Shoulders squared, chin raised, Bertie ran beside me into the lane. As we came up to the Ruins, I suddenly felt I didn’t want to reach the house. I didn’t want to face the sisters. What if...? But no; the belief that they might be my relations had nothing to do with my conviction that they could have had nothing to do with Angus’s murder. Whatever their faults, they weren’t bad people. How could they be when they had put faith in a social outcast like Butler, and had taken pride in Chantal’s heritage rather than throwing salt over their shoulders every time she came near? They were amusing and hospitable and loved that exceptionally plain dog. You see! After only a few days at Cloisters I balked at the idea of terming Minnie ugly.
Minnie. As Bertie and I came into the garden I saw her. She was leaping in circles around the Squire, who was trying to stroke her. As he saw our approach he jerked his hand away from her sharply displayed teeth, rubbing his clenched fist before shoving it to safety in his pocket.
“The exquisite Tessa.” He minced a smile. “Rather pitiful, really; my trying to make nice with this revolting flea-bag. Doggies have never liked me and rejection does terrible things to my sensitive soul. How cruel life is—and this morning I am so particularly vulnerable. Tell me, have either of you dear people seen my mumsie? The old darling has run away from home in the most frightful tizz. That overpaid nurse promised to check Abbots Walk while I came up here.”
“I’m sorry, but we haven’t seen Mrs. Grundy.”
“Thank God for that!” Godfrey clutched his cashmere bosom, and I walked round him, not caring that he wasn’t making any sense.
“Between you, me, and the gatepost”—Godfrey tripped after Bertie and me up the verandah steps—”Mumsie can’t stand the Tramwells. But she only enjoys visiting people she doesn’t like, so even disregarding her threats, which I didn’t take seriously, I half suspect that we will find her seated within.”

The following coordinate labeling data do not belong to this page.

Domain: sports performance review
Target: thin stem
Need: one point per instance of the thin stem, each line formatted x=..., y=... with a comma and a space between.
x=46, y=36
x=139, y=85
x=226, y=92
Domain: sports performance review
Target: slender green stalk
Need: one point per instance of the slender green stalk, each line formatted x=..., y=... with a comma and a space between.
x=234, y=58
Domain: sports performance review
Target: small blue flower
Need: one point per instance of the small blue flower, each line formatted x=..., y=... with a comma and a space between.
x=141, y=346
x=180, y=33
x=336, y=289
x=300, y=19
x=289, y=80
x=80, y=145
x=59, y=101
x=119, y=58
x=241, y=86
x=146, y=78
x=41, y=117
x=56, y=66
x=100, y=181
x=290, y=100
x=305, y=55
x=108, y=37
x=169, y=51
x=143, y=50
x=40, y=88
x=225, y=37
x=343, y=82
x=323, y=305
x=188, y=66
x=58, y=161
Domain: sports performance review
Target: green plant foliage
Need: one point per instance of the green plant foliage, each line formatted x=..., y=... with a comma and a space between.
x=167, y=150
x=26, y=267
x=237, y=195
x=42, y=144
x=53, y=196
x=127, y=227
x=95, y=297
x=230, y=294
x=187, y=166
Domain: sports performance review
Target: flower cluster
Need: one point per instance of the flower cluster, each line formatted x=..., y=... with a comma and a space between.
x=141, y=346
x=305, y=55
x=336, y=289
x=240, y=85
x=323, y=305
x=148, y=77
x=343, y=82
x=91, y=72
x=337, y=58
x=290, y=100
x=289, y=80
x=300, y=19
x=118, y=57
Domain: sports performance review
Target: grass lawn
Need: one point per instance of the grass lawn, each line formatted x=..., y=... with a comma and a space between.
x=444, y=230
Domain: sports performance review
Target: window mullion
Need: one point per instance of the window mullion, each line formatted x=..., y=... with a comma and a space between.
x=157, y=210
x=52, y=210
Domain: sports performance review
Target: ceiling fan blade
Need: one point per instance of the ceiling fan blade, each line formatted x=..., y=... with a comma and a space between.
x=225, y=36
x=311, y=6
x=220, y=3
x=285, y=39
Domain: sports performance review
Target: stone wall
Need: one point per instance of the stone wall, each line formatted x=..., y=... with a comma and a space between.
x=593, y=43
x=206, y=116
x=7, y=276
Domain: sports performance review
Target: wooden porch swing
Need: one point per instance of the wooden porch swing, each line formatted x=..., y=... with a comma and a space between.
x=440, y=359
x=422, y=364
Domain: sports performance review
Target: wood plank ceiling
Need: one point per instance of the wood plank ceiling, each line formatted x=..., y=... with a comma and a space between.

“Then she is going to be in for a shock, along with Hyacinth and Primrose.” I was speaking in a stone-cold voice as the sitting room French windows opened and Hyacinth stepped out.
One look at both my face and Bertie’s told her something was dreadfully wrong. “Tessa, what is it? What has happened?” The earrings seemed to glide in slow motion and I had to clutch at the window frame to keep myself steady. My legs had turned to porridge and, although I opened my mouth, I couldn’t speak. It was left to Bertie to chirp out the news.
“The man in the walk, miss. He’s bin ‘orribly murdered.”
“What are you saying, child? The man in the walk? You don’t mean—not the man on the motorbike the other day who ...” She was clenching my arms. “Tessa, it
can’t
be! Not Harry! Tell me it’s not Harry!”
Anger was an iron curtain for the moment blocking out grief. The traitor. And with those words I condemned Harry, not Hyacinth. She and Primrose were victims in his despicable double-cross, but I alone was his dupe. They had acceded to his fiendish request because they were fond of him. He was their distant cousin, the heir of whom they had spoken. No wonder I had experienced that feeling on first being admitted to Cloisters that All Was Going Too Smoothly! Harry had perverted my sensitively choreographed Regency masquerade into a Gothic frolic.
Think back! Remember: He had spoken of knowing Flaxby Meade. Or had he actually said that? I had been so tense the day I had gone to visit him, what with feeling the desperate need to recruit him, and then finding Chantal in his bed. Oh, Chantal! You are much too good for him. Now I understand why you did not denounce me. Harry must have told you everything and in his inimitable way procured your silence.